Pademelons are quite small wallabies with short tails. The compact body of this animal allows it to move through the dense rainforest understorey with incredible agility. The unique taxonomic position of these animals suggests that they probably have been the ancestors of Tree-kangaroos and Rock-wallabies a few million years ago. The Red-legged pademelon is a motley wallaby, exhibiting grey upper body, whitish underbelly as well as rufous red legs and face with a white colored band on the cheeks.
Red-legged pademelons are endemic to Australia and New Guinea (Indonesia and Papua New Guinea). In New Guinea, these animals are found throughout the southern Fly River area, where they inhabit lowland rainforests and low mixed savanna thickets near swamps. The Australian population of this species occupies the area between the tip of Cape York to the southern portion of Tamworth. Red-legged pademelons also occur in rainforests, wet sclerophyll forests, and dry vine scrub forests on the eastern coast of Australia. Southern populations of pademelon live almost exclusively at the forest edge, while northern populations may also occur in inner parts of the forest.
Red-legged pademelons are active during the daytime hours, while period of least activity is midnight as well as midday to early afternoon. They are generally solitary and tend to feed alone, but are known to form loose groups. During the night, they feed in these groups on the edge of the forest. They also socialize during the winter when sunbathing, gathering together in order to conserve heat. They usually use recesses in the ground as resting and sleeping spots. Feeding groups have a dominant pademelon, which controls the feeding process and makes sure that individuals feed at an equal distance from each other (typically 30-50 meters). When a feeding group is threatened, they flee to their shelters through special paths, which they make beforehand in order to easily escape predators.
Red-legged pademelons are polygynous animals. Males fight to defend their mating rights. During these confrontations, rivals stand upright on their hind legs and hold their heads back in order to protect their eyes. Each one tries to swing its claws at the opponent and knock it down, after which the winner will kick its rival in the abdomen. Red-legged pademelons breed year-round. After a gestation period of 28 to 30 days, a single joey is born. At 22 - 26 weeks old, young begin to come out of the pouch, leaving it permanently by 26–28 weeks. Meanwhile, they still feed upon maternal milk. The mother continues to protect her offspring, teaching them foraging skills and. Then, about 66 days after they leave the pouch, young pademelons start eating food. Sexual maturity is reached at 48 weeks old in females and by 66 weeks old - in males.

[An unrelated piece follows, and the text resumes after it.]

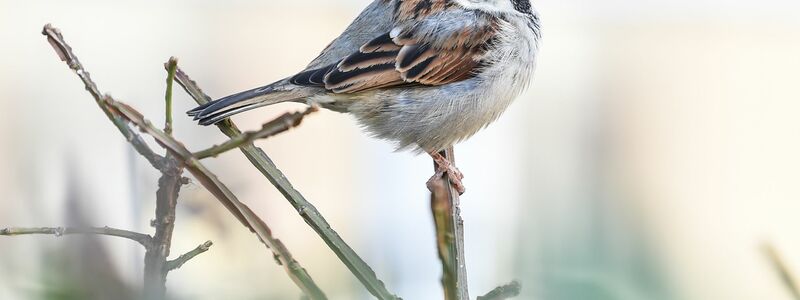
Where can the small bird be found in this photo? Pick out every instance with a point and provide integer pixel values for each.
(424, 74)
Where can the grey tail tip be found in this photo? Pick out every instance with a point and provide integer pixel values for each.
(218, 110)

Presently, there are no notable threats to the population of this species. However, pademelons in New Guinea are hunted for their meat, while the Australian population of these animals may suffer from dog attacks and fragmentation of their forest habitat.
According to IUCN, the Ref-legged pademelon is locally common and widespread throughout its range but no overall population estimate is available. Currently, this species is classified as Least Concern (LC), although its numbers are decreasing.